# Overview

The density $$p_m(\mathbf{x};\theta)$$ of an undirected graphical model is often given by a tractable, but unnormalized density function $$\tilde{p}_m(\mathbf{x};\theta)$$:

$p_m(\mathbf{x};\theta) = \frac{1}{Z(\theta)} \, \tilde{p}_m(\mathbf{x};\theta)$

where $$Z(\theta)=\int \tilde{p}_m(\mathbf{x};\theta)\,d\mathbf{x}$$ is the partition function of $$\tilde{p}_m(\mathbf{x};\theta)$$, usually not exactly tractable.
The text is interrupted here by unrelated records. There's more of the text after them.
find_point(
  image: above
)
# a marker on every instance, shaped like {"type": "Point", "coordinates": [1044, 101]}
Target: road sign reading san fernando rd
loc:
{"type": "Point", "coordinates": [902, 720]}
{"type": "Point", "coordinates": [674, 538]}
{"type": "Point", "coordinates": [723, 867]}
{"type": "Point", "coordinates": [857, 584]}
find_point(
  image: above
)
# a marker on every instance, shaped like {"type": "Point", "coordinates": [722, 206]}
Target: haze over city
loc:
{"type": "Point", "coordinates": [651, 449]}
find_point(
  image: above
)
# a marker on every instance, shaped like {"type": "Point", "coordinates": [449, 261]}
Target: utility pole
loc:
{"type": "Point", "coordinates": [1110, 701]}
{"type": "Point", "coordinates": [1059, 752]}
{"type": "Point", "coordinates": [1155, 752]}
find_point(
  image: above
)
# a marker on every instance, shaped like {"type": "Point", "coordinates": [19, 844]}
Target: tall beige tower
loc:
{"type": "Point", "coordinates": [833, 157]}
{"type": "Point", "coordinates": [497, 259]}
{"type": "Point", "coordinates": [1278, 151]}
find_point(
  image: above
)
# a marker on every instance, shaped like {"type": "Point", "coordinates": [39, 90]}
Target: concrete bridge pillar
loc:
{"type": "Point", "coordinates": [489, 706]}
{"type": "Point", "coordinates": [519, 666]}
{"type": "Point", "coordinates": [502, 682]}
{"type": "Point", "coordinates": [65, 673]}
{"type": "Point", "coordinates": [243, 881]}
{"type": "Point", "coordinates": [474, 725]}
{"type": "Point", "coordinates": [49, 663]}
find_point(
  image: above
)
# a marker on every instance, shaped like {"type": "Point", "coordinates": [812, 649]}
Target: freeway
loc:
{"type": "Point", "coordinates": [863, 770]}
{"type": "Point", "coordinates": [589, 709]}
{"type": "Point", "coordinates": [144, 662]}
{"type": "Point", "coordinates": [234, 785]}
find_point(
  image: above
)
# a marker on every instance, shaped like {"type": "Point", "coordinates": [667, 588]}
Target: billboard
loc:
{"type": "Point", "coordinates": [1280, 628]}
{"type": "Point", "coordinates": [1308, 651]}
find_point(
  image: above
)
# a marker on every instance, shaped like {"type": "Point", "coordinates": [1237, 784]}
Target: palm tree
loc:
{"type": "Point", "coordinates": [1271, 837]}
The expectation of the energy function $$U(\mathbf{x};\theta)$$ over a given dataset $$\mathbf{X} = \{\mathbf{x}_1,\dots,\mathbf{x}_N\}$$ is the average negative log-likelihood, i.e.: $U(\mathbf{X};\theta) = -\frac{1}{N} \sum_{i=1}^N \log p_m(\mathbf{x}_i;\theta) = \log Z(\theta) - \frac{1}{N} \sum_{i=1}^N \log \tilde{p}_m(\mathbf{x}_i;\theta)$ Usually, one would expect to obtain the optimal parameters $$\theta^{\star}$$, which minimizes $$U(\mathbf{X};\theta)$$. However, since $$Z(\theta)$$ cannot be exactly computed, the estimation of $$U(\mathbf{X};\theta)$$ requires special techniques, which briefly falls into the following categories:

1. To approximate $$Z(\theta)$$, e.g., by using Monte Carlo methods.
2. To directly find the optimum $$\theta^{\star}$$ of $$U(\mathbf{X};\theta)$$ without having to estimate $$Z(\theta)$$.